Le Tribunal administratif de Mayotte, statuant en référé sur le fondement de l'article L. 521-2 du code de justice administrative, a pris acte du désistement de M. D..., qui contestait un arrêté préfectoral du 15 janvier 2026 lui faisant obligation de quitter le territoire français. Le requérant invoquait une atteinte grave et manifestement illégale à son droit au respect de sa vie privée et familiale (article 8 de la Convention européenne des droits de l'homme). En défense, le préfet de Mayotte a fait valoir que l'arrêté litigieux avait été retiré le 16 janvier 2026, ce qui a conduit M. D... à se désister de sa requête. Par son ordonnance du 19 janvier 2026, le juge des référés a donc constaté le désistement et clos l'instance.
Texte intégral
Vu la procédure suivante :
Par une requête, enregistrée le 16 janvier 2026, M. D..., demande au juge des référés, sur le fondement des dispositions de l’article L. 521-2 du code de justice administrative :
1°) de suspendre l’exécution de l’arrêté du 15 janvier 2026 par lequel le préfet de Mayotte lui a fait obligation de quitter le territoire français sans délai à destination des Comores et lui a interdit tout retour sur le territoire pendant une durée d’une année ;
2°) d’enjoindre au préfet de Mayotte de le recevoir au sein des locaux de la préfecture dans un délai de 24 heures et de lui délivrer une autorisation provisoire de séjour l’autorisant à travailler, sous astreinte de 500 euros par jour de retard ;
3°) de mettre à la charge de l’Etat la somme de 1 500 euros au titre de l’article L. 761-1 du code de justice administrative.
Il soutient que :
- la condition d’urgence est remplie en raison du caractère exécutoire de l’obligation de quitter le territoire français ;
- l’arrêté porte une atteinte grave et manifestement illégale aux droits consacrés par :
- l’article 8 de la convention européenne de sauvegarde des droits de l’homme et des libertés fondamentales ;
- l’article 13 de la convention européenne de sauvegarde des droits de l’homme et des libertés fondamentales.

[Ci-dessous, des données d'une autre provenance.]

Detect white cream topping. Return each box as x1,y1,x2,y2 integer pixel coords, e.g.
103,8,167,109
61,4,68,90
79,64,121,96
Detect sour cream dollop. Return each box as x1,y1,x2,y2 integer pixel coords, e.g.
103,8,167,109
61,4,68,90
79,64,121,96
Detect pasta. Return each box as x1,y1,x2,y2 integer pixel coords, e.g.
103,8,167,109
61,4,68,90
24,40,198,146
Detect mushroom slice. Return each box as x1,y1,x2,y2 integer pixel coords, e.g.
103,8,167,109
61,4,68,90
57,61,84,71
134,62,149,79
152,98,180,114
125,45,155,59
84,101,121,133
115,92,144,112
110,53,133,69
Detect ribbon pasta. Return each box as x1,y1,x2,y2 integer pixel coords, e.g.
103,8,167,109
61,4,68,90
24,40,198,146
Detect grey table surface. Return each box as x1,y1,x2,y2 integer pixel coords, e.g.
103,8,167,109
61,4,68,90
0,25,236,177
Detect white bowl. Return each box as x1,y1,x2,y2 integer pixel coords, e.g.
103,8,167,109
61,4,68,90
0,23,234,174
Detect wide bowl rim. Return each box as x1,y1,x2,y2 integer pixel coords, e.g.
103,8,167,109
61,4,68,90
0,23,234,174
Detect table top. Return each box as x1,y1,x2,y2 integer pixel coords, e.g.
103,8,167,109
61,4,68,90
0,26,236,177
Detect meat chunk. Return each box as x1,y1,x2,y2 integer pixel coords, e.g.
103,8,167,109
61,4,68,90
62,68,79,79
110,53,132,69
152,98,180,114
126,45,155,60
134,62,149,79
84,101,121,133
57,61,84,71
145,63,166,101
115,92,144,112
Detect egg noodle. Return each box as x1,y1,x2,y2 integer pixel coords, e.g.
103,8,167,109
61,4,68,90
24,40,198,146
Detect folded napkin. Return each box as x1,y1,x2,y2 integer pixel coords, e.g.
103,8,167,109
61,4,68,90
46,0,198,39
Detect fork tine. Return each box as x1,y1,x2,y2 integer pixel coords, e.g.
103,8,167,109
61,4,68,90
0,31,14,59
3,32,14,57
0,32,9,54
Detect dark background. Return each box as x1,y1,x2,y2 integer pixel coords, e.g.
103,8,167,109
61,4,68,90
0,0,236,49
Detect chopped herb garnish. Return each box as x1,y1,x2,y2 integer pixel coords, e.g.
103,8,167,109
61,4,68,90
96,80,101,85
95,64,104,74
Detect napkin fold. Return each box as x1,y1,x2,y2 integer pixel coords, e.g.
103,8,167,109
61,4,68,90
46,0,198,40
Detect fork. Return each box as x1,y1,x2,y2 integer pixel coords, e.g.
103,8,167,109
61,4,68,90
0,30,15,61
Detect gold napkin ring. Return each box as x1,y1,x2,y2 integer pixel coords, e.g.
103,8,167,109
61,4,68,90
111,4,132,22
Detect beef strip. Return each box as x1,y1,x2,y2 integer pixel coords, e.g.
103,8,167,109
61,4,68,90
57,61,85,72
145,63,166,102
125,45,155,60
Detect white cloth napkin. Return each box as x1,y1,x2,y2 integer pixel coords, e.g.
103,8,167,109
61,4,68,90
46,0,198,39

Par un mémoire en défense, enregistré le 19 janvier 2026, le préfet de Mayotte conclut au non-lieu à statuer sur les conclusions de la requête.

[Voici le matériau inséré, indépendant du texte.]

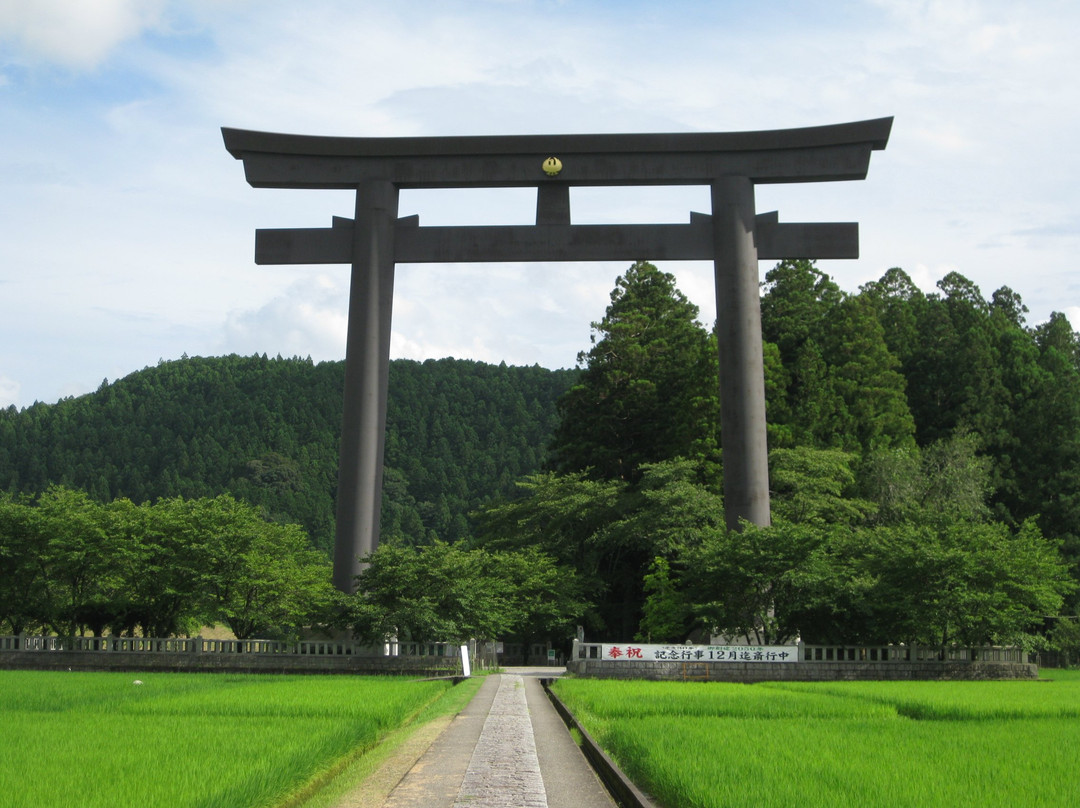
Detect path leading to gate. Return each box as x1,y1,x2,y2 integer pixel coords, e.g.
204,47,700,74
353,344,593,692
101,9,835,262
347,668,615,808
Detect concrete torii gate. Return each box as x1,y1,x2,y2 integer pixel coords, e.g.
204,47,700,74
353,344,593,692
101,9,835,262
221,118,892,592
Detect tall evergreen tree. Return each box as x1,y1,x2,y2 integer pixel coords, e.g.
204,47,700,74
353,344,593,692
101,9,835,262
553,261,719,481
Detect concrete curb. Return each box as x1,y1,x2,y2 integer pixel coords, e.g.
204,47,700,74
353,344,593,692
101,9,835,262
540,678,659,808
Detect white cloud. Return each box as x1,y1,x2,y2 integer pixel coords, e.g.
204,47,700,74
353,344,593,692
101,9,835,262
222,270,349,361
0,0,164,69
0,376,22,408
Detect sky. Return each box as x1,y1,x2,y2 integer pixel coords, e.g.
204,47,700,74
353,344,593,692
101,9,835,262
0,0,1080,408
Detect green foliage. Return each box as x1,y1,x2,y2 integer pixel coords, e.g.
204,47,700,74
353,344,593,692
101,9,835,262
0,355,576,550
634,556,690,643
0,486,336,638
790,521,1076,646
761,260,915,452
352,541,584,643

Il soutient que l’arrêté litigieux a été retiré par un arrêté du 16 janvier 2026.
Par un mémoire enregistré le 19 janvier 2026 M. D... déclare se désister de sa requête.
Vu les autres pièces du dossier.
Vu :
- la convention européenne de sauvegarde des droits de l’homme et des libertés fondamentales ;
- le code de l’entrée et du séjour des étrangers et du droit d’asile ;
- le code de justice administrative.
Les parties ayant été régulièrement averties du jour de l’audience publique qui a eu lieu le 19 janvier 2026 à 14 heures 30 (heure de Mayotte), le magistrat constituant la formation de jugement compétente siégeant au tribunal administratif de La Réunion, dans les conditions prévues à l’article L. 781-1 et aux articles R. 781-1 et suivants du code de justice administrative, Mme B... étant greffière d’audience au tribunal administratif de Mayotte.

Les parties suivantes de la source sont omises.